School’s in, school’s out

How on Earth can the GCSE and A Level results be in any way fair this year?

GCSE Exams

 

It must be extremely stressful working in a school at the moment, particularly a secondary school. It’s tiring enough being a parent and reading all the updates.

And it’s not that I think the primary schools have it easy – my sister is a primary school teacher and I am absolutely sure that stress levels are through the roof.

There’s not a day that passes that there is not an update or three from schools. I have children at three different schools so that’s a lot of updates to read. On Saturday evening I was catching up on something when ping, in came an email from the school. A Saturday night school email is unusual, even in these unprecedented times. Several students in daughter three’s year had tested positive for Covid. The entire year 11 was advised not to come in on Monday until the school could do an extensive track and trace exercise. There was a chance many would have to self isolate for two weeks.
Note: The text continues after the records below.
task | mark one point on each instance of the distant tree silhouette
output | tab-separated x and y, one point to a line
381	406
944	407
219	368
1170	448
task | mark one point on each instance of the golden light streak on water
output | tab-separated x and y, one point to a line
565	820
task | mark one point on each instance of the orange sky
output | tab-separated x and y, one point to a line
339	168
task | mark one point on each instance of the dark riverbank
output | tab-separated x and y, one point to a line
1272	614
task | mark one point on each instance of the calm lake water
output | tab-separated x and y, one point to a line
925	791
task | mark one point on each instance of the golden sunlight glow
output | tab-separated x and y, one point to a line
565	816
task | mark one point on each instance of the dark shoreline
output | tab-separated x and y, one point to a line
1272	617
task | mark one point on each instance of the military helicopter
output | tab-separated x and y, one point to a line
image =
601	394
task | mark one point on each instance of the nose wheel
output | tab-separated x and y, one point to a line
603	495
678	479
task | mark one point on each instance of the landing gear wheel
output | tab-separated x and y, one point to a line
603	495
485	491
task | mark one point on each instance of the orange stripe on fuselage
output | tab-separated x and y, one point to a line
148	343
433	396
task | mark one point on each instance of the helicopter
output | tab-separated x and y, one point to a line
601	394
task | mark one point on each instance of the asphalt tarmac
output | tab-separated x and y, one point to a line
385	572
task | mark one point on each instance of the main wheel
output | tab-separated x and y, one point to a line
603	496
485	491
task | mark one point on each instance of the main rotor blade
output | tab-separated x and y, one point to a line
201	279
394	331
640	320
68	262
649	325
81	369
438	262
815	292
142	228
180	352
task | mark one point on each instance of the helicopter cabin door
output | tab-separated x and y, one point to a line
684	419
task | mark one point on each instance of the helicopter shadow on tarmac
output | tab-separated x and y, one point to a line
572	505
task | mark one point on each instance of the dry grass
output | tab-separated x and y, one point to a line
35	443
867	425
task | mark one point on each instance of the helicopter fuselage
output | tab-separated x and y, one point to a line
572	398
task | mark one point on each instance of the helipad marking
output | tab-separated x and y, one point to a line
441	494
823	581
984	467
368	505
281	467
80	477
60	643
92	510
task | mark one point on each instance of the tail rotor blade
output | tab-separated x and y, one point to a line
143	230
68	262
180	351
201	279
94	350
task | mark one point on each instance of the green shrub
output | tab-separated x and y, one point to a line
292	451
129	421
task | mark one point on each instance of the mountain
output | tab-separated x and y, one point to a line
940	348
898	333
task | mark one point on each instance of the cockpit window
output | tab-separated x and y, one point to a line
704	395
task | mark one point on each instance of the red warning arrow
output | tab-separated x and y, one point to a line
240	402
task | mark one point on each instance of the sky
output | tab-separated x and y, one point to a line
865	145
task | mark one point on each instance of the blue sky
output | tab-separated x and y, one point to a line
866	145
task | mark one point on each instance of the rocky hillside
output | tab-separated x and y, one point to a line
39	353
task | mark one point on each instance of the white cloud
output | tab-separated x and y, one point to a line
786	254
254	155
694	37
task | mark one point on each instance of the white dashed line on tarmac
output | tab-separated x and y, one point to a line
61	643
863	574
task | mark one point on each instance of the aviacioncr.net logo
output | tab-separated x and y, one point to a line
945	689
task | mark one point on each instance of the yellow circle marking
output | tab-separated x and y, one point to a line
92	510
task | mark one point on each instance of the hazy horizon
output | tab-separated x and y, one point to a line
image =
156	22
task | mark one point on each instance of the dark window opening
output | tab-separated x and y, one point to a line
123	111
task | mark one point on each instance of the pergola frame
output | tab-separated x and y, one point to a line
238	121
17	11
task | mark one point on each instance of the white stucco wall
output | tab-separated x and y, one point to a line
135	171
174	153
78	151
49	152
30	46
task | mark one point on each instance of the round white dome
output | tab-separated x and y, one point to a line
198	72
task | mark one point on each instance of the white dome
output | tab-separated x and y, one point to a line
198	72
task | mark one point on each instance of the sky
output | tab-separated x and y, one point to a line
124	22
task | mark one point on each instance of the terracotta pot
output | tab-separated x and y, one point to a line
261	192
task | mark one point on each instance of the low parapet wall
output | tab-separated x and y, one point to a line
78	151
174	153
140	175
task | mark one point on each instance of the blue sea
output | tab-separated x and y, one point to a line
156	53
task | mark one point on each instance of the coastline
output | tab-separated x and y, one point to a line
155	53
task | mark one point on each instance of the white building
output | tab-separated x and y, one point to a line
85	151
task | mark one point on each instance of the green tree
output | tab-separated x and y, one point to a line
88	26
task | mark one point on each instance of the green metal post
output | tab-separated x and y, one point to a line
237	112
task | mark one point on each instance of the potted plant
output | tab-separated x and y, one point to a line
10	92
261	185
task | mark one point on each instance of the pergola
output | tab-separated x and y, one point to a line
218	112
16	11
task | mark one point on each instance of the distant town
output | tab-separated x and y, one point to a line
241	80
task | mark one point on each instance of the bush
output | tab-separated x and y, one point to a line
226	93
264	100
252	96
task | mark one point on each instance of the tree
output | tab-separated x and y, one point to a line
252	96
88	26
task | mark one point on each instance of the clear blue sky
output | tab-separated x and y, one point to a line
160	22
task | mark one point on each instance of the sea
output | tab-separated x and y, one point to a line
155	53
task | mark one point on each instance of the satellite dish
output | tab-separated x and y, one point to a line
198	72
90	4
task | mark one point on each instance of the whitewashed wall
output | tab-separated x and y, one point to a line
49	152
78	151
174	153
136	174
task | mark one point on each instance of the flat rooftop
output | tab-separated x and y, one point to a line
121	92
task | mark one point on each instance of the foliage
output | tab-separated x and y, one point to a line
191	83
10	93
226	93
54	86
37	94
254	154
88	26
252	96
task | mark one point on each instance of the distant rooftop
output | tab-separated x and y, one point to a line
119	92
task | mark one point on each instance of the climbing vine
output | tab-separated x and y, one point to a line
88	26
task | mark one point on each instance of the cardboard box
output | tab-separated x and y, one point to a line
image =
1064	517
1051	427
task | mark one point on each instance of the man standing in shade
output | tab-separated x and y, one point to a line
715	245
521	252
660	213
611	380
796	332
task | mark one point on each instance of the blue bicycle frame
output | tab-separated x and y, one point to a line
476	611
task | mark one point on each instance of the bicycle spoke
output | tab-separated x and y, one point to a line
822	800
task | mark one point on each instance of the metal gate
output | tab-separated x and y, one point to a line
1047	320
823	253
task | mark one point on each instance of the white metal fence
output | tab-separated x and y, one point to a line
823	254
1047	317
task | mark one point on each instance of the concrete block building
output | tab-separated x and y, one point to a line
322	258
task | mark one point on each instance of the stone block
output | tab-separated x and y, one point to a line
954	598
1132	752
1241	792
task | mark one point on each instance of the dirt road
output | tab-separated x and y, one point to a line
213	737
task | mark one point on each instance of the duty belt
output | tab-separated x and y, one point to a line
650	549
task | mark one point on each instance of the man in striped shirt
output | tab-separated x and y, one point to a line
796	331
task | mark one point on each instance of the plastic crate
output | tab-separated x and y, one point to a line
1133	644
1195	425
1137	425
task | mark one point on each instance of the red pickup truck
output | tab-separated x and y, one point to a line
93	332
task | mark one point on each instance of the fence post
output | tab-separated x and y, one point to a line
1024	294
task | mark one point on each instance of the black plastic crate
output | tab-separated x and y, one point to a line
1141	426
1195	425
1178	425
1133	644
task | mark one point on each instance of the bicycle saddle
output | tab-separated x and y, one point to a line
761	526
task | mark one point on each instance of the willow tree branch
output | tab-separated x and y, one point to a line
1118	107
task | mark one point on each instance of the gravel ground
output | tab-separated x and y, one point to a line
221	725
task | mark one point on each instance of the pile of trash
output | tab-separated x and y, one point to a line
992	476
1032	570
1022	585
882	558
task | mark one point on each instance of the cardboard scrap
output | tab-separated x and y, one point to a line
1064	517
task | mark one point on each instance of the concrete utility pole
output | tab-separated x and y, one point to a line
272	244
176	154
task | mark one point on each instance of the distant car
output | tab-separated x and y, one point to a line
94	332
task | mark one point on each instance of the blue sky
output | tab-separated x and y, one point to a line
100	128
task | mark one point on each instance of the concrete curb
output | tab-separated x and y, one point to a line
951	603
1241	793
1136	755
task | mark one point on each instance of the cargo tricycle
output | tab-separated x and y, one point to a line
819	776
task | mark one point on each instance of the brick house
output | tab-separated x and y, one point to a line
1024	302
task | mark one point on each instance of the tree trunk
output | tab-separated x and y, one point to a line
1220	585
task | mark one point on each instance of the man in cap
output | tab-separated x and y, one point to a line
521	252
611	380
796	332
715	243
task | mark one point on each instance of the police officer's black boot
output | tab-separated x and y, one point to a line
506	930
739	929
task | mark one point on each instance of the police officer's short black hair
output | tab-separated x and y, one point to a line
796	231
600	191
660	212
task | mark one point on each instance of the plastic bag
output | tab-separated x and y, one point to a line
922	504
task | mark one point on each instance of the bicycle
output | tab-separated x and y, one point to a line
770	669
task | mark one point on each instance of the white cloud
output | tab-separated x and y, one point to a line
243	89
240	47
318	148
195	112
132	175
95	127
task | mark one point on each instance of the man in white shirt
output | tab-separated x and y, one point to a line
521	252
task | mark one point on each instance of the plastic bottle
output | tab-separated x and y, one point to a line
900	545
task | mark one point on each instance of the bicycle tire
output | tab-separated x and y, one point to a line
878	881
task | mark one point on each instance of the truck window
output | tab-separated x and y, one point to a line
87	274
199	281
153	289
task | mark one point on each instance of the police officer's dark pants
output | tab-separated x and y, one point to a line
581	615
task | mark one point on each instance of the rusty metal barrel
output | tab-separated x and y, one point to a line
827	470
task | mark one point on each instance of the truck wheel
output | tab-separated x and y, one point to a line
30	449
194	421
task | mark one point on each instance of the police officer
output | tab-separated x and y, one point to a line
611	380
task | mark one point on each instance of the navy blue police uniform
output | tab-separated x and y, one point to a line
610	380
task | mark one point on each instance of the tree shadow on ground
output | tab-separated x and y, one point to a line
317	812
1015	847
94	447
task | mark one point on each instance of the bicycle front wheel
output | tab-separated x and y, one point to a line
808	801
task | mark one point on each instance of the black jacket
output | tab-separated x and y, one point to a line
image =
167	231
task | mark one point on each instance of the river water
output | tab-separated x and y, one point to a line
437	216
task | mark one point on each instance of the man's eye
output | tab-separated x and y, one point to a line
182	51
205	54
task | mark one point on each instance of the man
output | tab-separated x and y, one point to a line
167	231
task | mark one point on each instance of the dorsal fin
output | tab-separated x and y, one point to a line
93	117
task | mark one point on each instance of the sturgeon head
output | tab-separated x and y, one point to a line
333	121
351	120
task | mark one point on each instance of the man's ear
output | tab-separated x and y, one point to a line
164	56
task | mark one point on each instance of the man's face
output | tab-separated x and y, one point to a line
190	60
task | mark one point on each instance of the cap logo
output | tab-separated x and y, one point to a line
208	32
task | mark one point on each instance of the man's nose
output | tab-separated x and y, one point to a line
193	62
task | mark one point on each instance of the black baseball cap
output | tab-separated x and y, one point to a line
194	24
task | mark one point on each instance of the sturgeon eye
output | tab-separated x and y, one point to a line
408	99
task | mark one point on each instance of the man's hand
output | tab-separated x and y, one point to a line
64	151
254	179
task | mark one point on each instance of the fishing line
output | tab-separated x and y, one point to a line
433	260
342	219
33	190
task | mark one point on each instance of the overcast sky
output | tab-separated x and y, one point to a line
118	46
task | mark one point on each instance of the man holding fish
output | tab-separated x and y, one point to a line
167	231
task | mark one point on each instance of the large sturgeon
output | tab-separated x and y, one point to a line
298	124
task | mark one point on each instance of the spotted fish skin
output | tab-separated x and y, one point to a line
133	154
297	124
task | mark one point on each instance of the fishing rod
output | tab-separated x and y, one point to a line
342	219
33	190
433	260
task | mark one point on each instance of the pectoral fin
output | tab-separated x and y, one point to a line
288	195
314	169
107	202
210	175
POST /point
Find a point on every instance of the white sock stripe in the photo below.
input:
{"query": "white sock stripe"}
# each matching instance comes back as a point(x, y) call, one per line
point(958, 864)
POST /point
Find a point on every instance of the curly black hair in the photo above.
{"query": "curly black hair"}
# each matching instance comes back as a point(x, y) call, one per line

Daughter three’s GCSE mocks are due to start next week. She greeted the news with a fist pump. She feels nowhere near ready to do the mocks and they are really loading the pressure on the mocks in case the Government goes the same route as Wales and cancels the real thing next year – probably at the last minute after heavy pressure. There are entire parts of the syllabus that she has yet to catch up on, given she was off school from February half term – when her sister died – until September.

She has been putting all her efforts into catching up, but her underlying confidence levels are low and she suffers from anxiety. I have told her repeatedly to ignore the attempts to put pressure on her as much as is humanly possible and to focus on the mocks more as an exercise in helping her get her timing right when answering questions, etc. For me, she already has a million 9s for the way she has made it this far, with all the thoughtfulness for her family members that she shows daily and the kindness towards others. And before anyone mentions it, she doesn’t want to resit: she wants to get out of her school, get to sixth form and get on with her life.

On Monday we were told that daughter three had not come into close contact with any of the students with Covid, but that the mocks were likely to be delayed. This was the outcome daughter three was looking for. Just one day of homeschooling reminded her that it wasn’t what she wanted at all. But just after dropping her off on Wednesday, the whole thing changed again. Another student had tested positive and the whole of Year 11 is going into self isolation. Now she is worrying that she can’t face studying at home and that the mocks will be delayed until the new year and will hang over Christmas, which is already going to be a difficult time.

It’s interesting as I was expecting daughter two’s year to close down first since her school is enormous compared to daughter three’s. Indeed, on Monday an email came from her school that year 10 had been forced to self isolate. It’s surely only a matter of time before it spreads to other year groups. Daughter two is in the sixth form facing A Level mocks in January and wishing she was living in, say, Swansea.

The level of uncertainty is enormous, making it hard to focus. I have no idea how the results of any national exams will be in any way fair or representative, given all this opening and closing, different levels of remote support and internet access issues. Of course, there is never a level playing field when it comes to education, but the difference in experiences this year are much more pronounced. Surely employers and universities will have to look at any exam results from 2020/21 and make some sort of accommodation for the kind of year these students have lived through. If not, large numbers of young people will not only face problems finding jobs, but even getting the qualifications they need to find jobs in the first place.